I get the not judging.
I get the standing beside those who are abused. Letting them know we will stand here for as long as it takes, and then some.
I don’t get the damaged goods.
Or rather, I can see how this pattern has reappeared time and again. But I also see someone who has created a safe world for her children, fought for them and herself and shown amazing insight and self-reflection.
I grew up in a pretty volatile environment. As a grown man, I used to end up curled in a ball under furniture. I was continuing the cycle. It was about inflicting pain and then wanting someone to reach out, only to strike out and hurt them badly (mentally). Which led to more guilt and hurt and finally me curled up under something.
And like you, I turned to alcohol and, in my case, a sexual addiction. But with time, I used writing, therapy and self-reflection to start defusing the triggers. Cause man were those triggers f’ing powerful.

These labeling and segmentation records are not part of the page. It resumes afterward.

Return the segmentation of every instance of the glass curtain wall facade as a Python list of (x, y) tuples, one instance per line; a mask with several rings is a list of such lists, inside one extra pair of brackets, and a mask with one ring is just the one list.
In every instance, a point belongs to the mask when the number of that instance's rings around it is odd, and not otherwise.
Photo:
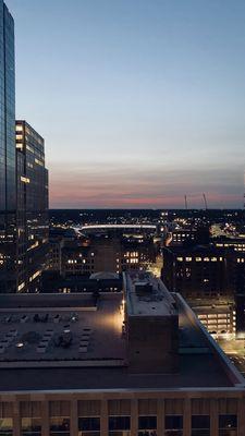
[(16, 121), (17, 291), (38, 292), (48, 257), (48, 171), (44, 138)]
[(0, 292), (16, 289), (14, 21), (0, 0)]

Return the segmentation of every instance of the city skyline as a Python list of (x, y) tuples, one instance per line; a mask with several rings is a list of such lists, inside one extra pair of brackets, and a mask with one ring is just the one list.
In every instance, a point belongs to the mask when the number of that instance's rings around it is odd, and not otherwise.
[(203, 192), (242, 207), (242, 1), (8, 7), (16, 117), (46, 138), (50, 207), (203, 207)]

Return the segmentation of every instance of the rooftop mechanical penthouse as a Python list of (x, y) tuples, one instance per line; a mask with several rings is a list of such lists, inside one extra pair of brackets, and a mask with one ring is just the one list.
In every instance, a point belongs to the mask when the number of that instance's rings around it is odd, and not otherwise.
[(2, 435), (244, 436), (244, 378), (150, 274), (0, 307)]

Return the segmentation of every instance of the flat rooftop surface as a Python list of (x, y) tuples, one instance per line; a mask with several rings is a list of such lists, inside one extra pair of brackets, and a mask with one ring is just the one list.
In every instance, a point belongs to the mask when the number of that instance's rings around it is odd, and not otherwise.
[[(73, 298), (73, 304), (74, 301), (78, 305)], [(121, 294), (103, 298), (98, 310), (87, 300), (86, 305), (71, 310), (62, 306), (1, 308), (0, 367), (19, 362), (57, 365), (58, 361), (82, 364), (89, 360), (124, 360), (121, 301)]]
[[(126, 272), (124, 279), (130, 315), (167, 316), (176, 314), (174, 299), (162, 281), (154, 277), (151, 272)], [(147, 291), (147, 287), (151, 290)]]
[[(47, 322), (34, 320), (36, 314), (40, 318), (48, 314), (50, 318)], [(59, 322), (54, 322), (57, 315), (60, 315)], [(21, 322), (23, 316), (28, 319)], [(72, 320), (74, 316), (76, 320)], [(7, 319), (9, 317), (11, 319)], [(184, 314), (180, 316), (179, 373), (132, 374), (125, 366), (122, 322), (122, 294), (118, 293), (103, 295), (96, 312), (85, 307), (75, 313), (64, 307), (60, 311), (53, 307), (39, 311), (5, 307), (0, 311), (0, 340), (8, 338), (10, 330), (17, 332), (10, 336), (9, 344), (0, 353), (0, 391), (234, 386), (201, 330), (193, 326)], [(64, 334), (64, 330), (70, 331)], [(38, 342), (24, 343), (23, 336), (25, 338), (29, 331), (40, 336)], [(68, 335), (65, 338), (69, 338), (71, 332), (73, 341), (70, 347), (54, 344), (57, 335)], [(46, 350), (37, 351), (40, 342), (47, 340)], [(24, 346), (16, 347), (19, 343)], [(52, 367), (49, 367), (50, 362)]]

Here’s the truth. I’ll always have them. So I get your statement.
But they also don’t have the same power over me as they once did.
I recently had a very disastrous moment where my Mother fired my triggers and HARD. And I reacted.

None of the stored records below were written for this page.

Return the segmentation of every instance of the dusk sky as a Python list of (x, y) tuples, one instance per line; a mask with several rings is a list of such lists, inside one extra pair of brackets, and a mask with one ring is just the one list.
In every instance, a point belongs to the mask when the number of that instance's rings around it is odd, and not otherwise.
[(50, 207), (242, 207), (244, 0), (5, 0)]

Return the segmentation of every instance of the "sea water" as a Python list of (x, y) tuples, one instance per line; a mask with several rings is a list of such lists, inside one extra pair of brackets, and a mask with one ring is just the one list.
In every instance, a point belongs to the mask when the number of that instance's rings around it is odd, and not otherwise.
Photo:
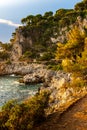
[(23, 101), (29, 96), (34, 95), (40, 87), (40, 84), (20, 84), (18, 80), (19, 77), (14, 75), (0, 76), (0, 107), (12, 99)]

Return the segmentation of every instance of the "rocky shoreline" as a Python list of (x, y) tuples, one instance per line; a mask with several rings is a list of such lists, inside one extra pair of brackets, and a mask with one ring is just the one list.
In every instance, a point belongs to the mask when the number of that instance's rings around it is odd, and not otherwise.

But something was different. I didn’t stay to experience the hurt and the fake reparations. I just left. I drove away. I left early and had an amazing, spiritual journey across the mid-west.
It bothered me.
But I didn’t let it lay out the usual course. Because I knew the trap that awaited me.
So I just question what would change for you. Not in judgement, but as a friend who has seen what you are capable of.
And I will stand beside you even if you do collapse into old, powerful patterns. No judgement.